There are seven cubes (dice, if you will). The sides of the cubes are plain, and painted either white (W) or black (B). All the cubes have different number of white and black sides:
- 6W, 0B
- 5W, 1B
- 4W, 2B
- 3W, 3B
- 2W, 4B
- 1W, 5B
- 0W, 6B
The cubes are in a container, so that we can't see them. You pick a random cube from the container with your eyes shut and hold the cube so that only one side is visible (assume that it is possible to hold it in such a manner). Then you show the cube to me and open your own eyes. Now we both see that the visible side is black. Neither you nor me know nothing else of this cube. I bet, that the cube has at most one white side. Would you accept?

Second bet proposal:

Same cubes as before. No one picks anything yet, all the cubes are in the container. This time I propose: You will pick a random cube from the box and throw it like a die (assume that they all behave like perfect dice). After it has settled, we will observe the color of the side facing up. I bet, that the cube has at most one side of the opposite color (i.e. if black is up, there is at most one white side, and if white is up, there is at most one black side). Would you accept?

tj86430 wrote:@perceval:

rolling the dice is an illusion, whatever the side it land on i win if the dice have at least one side of each color, so 5/7 (15/21), good odds

I guess I either explained badly or you misunderstood: you dont win with any two-colored cube/die.
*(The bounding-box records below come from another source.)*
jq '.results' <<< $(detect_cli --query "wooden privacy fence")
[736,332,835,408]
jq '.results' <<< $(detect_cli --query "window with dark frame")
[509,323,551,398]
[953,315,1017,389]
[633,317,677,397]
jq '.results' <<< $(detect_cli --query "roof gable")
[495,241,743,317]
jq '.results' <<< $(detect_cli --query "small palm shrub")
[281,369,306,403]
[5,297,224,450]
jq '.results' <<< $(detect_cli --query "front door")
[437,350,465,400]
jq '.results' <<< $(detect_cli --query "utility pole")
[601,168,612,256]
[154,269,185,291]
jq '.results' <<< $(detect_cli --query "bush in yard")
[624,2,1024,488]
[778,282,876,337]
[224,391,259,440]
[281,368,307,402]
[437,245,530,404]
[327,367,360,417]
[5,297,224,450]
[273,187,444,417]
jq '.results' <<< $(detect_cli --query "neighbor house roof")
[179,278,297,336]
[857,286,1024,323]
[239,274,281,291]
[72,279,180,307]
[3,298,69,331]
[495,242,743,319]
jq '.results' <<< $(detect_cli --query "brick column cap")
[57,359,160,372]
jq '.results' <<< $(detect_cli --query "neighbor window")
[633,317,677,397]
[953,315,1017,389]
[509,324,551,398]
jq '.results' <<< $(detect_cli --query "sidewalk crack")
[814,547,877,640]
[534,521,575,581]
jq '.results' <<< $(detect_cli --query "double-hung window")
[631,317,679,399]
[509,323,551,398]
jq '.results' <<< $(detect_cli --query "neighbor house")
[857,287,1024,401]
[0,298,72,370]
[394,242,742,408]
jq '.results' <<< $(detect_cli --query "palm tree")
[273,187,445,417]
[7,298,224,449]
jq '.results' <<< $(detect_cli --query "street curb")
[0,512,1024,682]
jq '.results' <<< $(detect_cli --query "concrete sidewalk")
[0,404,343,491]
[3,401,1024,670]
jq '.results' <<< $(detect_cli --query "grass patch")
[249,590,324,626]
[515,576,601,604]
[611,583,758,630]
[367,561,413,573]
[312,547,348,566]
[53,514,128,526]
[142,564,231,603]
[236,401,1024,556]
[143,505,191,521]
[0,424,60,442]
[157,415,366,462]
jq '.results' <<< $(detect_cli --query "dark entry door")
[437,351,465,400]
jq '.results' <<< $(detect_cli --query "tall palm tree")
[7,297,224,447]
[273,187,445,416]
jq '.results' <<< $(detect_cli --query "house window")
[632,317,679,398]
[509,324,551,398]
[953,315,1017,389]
You only win if:
- the cube/die has 2B/4W, 3B/3W or 4B/2W
- the cube/die has 1W/5B AND the white side is up
- the cube/die has 1B/5W AND the black side is up

If the cube/die has 1W/5B with the black side up, then the phrase "has at most one side of the oppisite color (this case white)" is true (and vice versa).

The second bet is in fact exactly the same as the first.
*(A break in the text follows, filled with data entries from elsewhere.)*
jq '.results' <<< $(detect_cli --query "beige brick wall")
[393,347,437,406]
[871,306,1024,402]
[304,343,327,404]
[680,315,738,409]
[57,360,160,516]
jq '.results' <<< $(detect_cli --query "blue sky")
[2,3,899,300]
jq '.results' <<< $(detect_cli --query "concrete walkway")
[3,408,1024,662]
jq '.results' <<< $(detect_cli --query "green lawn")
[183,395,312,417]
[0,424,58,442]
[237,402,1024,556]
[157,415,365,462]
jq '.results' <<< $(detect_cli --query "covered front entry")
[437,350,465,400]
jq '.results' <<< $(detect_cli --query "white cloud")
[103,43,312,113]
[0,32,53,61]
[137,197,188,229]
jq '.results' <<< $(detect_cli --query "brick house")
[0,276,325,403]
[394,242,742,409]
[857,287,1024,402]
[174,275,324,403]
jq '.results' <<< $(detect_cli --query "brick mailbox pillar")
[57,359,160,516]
The purpose of this experiment is to show that (I suspect) many people will accept the first bet (thinking that they have 2/3 chance to win), but not the second one (if they can calculcate probabilities correctly). In both cases the odds for your win are 10/21 (and 11/21 for my win), as you correctly calculated in the first bet.

perceval wrote:

shapenaji wrote:HINT:

so, the way to solve that last one,

Box A contains xa black
Box B contains xb black and yb White
Box C contains yc white

If we express the final solution in terms of these, then sum over all possibilities, we should be gold.

that is what i tried above, anything wrong with my calculation ?

Bill Spight wrote:

Bantari wrote:So, the whole question, paraphrased, simplified, and without confusing and unnecessary details, boils down to this:

- You have TWO boxes, Bb and Bw.
- Pick one at random.
- What is the chance of having picked Bb? (since this is the only scenario in which the second/hidden stone is also B)

The answer is clearly 50%.

If you pick one of those two boxes at random, indeed, the probability is 50% that one of the boxes has two Black stones in it. But we have not used all the information that we got from drawing a Black stone from a box. Suppose now that you draw a stone from the box that you picked, and it is Black. Now what is the probability that the box has another Black stone in it?

Bantari wrote:Interpretation #2:
You FIX the situation so that B WILL COME FIRST ON EACH DRAW (the wording of the question MIGH SEEM TO stipulate this) - like you throw away the WW box and attach a string to A BLACK STONE in each remaining box ensuring it to be the first draw. In which case it is only the question which of the two boxes you pick and the answer is 50%.